GTX 1080 Ti Founders Edition Teardown
This is a bigger die than the 314mm2 GP104, as the GTX 1080 Ti measures in at 471mm2 to accommodate the additional SMs.
Tearing down the cooler will be fully detailed in our standalone video piece, but the basics are the same as the GTX 1080 FE card: We’re looking at a thin, metal backplate secured by ~16 PH00 screws, under which rest another 16 4.0mm Allen screws. These secure the baseplate to the PCB, with another 4 spring-tensioned screws for the heatsink.
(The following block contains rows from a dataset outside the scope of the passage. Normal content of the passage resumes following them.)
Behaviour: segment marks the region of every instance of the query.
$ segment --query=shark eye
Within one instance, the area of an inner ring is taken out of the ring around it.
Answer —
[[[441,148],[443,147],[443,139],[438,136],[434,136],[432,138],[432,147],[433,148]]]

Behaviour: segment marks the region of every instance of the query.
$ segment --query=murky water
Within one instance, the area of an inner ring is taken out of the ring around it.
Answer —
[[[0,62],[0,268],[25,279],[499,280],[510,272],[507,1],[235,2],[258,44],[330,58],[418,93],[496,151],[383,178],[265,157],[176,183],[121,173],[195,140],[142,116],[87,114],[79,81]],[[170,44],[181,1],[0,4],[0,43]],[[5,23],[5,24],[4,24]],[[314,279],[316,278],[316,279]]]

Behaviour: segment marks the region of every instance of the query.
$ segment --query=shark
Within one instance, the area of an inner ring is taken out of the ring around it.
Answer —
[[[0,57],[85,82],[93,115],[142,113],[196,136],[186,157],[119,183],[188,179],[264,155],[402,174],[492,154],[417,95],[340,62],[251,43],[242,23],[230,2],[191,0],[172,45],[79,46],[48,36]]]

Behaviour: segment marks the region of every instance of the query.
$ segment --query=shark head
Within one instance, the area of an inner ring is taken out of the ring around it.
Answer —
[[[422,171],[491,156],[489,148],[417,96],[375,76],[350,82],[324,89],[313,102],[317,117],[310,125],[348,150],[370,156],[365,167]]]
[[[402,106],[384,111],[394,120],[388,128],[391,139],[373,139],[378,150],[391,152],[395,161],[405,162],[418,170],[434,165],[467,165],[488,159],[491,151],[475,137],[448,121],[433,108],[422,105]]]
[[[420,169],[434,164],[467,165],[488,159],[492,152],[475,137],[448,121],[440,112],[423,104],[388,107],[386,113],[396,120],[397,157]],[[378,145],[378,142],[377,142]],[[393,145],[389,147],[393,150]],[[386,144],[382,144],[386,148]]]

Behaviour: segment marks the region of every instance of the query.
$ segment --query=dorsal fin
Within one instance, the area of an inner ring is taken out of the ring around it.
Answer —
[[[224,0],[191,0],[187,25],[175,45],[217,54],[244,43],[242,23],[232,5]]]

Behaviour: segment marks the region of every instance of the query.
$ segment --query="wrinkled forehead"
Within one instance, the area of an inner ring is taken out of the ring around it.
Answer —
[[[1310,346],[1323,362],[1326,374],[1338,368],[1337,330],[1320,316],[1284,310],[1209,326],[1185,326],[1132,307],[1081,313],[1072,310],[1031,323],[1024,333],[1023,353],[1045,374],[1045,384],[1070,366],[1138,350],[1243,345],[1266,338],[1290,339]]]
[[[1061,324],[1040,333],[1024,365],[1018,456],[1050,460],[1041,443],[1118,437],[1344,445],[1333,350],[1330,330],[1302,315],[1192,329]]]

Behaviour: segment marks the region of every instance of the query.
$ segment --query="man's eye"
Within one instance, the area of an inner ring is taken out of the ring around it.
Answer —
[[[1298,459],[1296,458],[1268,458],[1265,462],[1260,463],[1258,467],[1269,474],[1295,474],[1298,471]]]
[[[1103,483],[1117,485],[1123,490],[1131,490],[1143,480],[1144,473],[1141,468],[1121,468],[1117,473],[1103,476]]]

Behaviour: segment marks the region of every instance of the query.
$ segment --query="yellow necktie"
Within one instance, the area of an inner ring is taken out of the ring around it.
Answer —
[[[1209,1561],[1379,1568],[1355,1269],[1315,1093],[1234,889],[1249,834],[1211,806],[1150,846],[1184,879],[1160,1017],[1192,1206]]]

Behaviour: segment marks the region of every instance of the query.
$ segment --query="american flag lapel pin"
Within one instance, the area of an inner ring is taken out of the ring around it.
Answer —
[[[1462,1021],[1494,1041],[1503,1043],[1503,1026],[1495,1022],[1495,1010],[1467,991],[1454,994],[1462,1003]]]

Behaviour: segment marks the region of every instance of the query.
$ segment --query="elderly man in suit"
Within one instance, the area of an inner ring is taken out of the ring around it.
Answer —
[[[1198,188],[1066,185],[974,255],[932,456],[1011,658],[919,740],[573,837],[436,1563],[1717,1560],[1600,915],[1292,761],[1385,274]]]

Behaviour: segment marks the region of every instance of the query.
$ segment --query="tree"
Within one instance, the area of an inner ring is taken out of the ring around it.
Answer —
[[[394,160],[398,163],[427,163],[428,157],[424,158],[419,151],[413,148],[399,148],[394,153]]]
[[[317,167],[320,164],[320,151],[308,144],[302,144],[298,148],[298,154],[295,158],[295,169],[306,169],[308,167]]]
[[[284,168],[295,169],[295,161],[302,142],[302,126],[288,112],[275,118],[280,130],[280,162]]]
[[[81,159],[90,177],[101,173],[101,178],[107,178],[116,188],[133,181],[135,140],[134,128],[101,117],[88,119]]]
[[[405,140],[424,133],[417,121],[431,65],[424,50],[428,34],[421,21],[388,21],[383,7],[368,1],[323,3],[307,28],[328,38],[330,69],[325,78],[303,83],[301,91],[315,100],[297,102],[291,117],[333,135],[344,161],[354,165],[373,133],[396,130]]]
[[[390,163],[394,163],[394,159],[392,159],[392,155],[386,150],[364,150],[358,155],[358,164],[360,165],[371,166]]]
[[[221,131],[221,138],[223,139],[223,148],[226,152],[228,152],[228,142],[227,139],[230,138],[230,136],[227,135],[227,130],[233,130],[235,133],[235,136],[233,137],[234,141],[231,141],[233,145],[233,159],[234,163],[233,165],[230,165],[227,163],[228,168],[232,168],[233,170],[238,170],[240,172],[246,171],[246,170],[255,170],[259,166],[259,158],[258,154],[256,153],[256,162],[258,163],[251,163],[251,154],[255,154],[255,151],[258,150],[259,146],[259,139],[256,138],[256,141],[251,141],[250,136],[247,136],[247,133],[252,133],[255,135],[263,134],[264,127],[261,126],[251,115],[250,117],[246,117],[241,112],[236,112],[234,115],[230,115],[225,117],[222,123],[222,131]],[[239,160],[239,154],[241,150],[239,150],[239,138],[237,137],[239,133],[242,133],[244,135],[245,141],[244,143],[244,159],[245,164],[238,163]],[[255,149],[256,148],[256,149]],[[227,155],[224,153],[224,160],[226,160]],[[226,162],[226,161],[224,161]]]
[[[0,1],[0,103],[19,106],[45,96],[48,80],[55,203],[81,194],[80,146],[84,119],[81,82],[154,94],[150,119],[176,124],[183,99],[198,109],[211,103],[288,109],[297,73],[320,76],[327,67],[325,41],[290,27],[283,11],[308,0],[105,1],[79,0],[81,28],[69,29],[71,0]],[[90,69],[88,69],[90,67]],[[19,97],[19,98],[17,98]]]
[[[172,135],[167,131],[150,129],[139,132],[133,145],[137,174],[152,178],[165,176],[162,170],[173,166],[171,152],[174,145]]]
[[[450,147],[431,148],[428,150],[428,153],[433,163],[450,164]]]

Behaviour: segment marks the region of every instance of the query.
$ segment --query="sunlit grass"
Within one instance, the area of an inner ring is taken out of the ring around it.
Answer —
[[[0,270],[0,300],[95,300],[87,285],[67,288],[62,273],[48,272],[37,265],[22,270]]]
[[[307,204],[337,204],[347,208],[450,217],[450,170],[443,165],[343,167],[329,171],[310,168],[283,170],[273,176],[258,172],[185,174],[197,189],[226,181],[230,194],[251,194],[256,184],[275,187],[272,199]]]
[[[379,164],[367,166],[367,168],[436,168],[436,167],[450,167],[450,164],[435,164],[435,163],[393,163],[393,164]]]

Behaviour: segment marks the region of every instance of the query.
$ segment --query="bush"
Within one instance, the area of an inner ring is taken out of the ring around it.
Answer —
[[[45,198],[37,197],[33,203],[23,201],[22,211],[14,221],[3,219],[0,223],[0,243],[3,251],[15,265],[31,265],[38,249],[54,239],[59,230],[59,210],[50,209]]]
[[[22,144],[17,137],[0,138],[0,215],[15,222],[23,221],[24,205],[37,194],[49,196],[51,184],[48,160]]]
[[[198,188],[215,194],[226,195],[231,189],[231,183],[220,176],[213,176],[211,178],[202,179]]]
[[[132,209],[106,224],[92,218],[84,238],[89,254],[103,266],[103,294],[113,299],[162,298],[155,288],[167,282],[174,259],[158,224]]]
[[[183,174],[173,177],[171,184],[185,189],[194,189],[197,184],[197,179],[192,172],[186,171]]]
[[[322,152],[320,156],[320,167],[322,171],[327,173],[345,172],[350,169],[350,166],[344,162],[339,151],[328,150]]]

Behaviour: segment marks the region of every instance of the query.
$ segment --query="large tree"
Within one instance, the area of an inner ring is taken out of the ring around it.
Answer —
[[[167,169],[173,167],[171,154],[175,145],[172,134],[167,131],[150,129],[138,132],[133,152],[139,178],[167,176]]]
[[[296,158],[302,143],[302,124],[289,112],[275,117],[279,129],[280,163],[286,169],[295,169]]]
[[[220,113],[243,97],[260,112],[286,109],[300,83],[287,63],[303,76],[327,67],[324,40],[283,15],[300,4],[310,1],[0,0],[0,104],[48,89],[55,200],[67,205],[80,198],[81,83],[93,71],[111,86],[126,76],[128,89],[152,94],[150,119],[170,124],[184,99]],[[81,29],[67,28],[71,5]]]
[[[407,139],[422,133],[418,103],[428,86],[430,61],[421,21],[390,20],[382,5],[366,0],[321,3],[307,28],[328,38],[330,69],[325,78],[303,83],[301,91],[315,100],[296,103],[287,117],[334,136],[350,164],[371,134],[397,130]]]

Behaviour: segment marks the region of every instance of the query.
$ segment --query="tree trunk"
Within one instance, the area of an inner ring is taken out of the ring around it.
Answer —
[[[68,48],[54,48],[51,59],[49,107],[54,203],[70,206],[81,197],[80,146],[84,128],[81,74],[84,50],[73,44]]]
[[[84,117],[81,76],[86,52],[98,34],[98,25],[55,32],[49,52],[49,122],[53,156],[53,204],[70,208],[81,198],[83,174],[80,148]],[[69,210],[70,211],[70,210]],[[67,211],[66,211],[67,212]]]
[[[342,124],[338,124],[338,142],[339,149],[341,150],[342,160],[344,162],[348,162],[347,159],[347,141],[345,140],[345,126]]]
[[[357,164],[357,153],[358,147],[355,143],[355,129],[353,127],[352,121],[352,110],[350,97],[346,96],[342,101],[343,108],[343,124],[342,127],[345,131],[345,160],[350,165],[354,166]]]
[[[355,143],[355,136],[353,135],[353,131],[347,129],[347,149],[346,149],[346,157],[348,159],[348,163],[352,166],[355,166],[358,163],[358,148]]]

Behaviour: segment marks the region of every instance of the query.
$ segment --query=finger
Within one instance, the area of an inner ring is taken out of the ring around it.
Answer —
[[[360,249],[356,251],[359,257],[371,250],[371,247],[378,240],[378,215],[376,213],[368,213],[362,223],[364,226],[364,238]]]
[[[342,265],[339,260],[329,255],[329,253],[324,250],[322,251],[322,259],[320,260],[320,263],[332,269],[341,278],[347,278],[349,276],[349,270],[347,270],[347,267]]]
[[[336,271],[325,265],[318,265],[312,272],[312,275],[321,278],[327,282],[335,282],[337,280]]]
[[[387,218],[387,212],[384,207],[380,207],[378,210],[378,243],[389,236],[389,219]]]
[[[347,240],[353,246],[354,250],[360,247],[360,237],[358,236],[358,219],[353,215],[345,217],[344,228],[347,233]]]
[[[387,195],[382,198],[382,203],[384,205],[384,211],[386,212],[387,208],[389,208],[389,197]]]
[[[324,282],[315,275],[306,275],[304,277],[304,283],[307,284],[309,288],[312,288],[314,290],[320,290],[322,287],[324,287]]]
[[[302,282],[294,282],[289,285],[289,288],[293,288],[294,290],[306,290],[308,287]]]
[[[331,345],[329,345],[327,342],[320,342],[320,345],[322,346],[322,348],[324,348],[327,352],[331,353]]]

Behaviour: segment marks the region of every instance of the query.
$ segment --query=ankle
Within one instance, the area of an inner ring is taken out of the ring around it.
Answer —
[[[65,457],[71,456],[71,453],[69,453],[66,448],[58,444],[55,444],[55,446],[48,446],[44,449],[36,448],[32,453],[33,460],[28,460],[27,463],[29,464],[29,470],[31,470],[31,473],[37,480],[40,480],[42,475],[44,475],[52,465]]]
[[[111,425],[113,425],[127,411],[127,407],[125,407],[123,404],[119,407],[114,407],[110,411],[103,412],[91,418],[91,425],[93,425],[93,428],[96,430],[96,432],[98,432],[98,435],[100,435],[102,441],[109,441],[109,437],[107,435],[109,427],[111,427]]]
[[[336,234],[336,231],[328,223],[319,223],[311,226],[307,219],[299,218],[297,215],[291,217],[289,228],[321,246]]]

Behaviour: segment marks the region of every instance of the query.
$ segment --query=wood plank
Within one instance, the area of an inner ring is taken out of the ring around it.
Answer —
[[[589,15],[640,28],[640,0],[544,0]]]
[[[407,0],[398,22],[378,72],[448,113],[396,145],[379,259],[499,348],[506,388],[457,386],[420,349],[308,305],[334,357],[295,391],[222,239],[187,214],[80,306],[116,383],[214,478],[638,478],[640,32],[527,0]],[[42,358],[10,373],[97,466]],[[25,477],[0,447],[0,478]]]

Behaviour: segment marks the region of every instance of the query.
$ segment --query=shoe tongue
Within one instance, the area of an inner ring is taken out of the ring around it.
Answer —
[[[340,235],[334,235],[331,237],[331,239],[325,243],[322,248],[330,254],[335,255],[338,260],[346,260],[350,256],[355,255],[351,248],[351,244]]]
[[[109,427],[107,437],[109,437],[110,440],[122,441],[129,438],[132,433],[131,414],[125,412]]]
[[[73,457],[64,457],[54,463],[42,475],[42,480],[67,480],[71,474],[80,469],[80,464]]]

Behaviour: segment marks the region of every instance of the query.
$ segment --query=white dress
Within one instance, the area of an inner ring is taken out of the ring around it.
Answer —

Manage to pull all those off, and another 5 for the I/O shield, and we can remove the entire heatsink + shroud unit from the PCB. This reveals a dual-FET layout, which really just means that nVidia is doubling its phases (2x FETs per phase, all Fairchild). The memory VRM leverages E6930 FETs, something that Buildzoid will talk about in our VRM analysis coming up this weekend. Subscribe to the YT channel for that.
The heatsink is still a vapor chamber finstack, using a radial fan for cooling. NVidia removed the DVI port from this card, freeing up some of the air channels (see: page 3), and has included a DP->DVI adapter for those in need.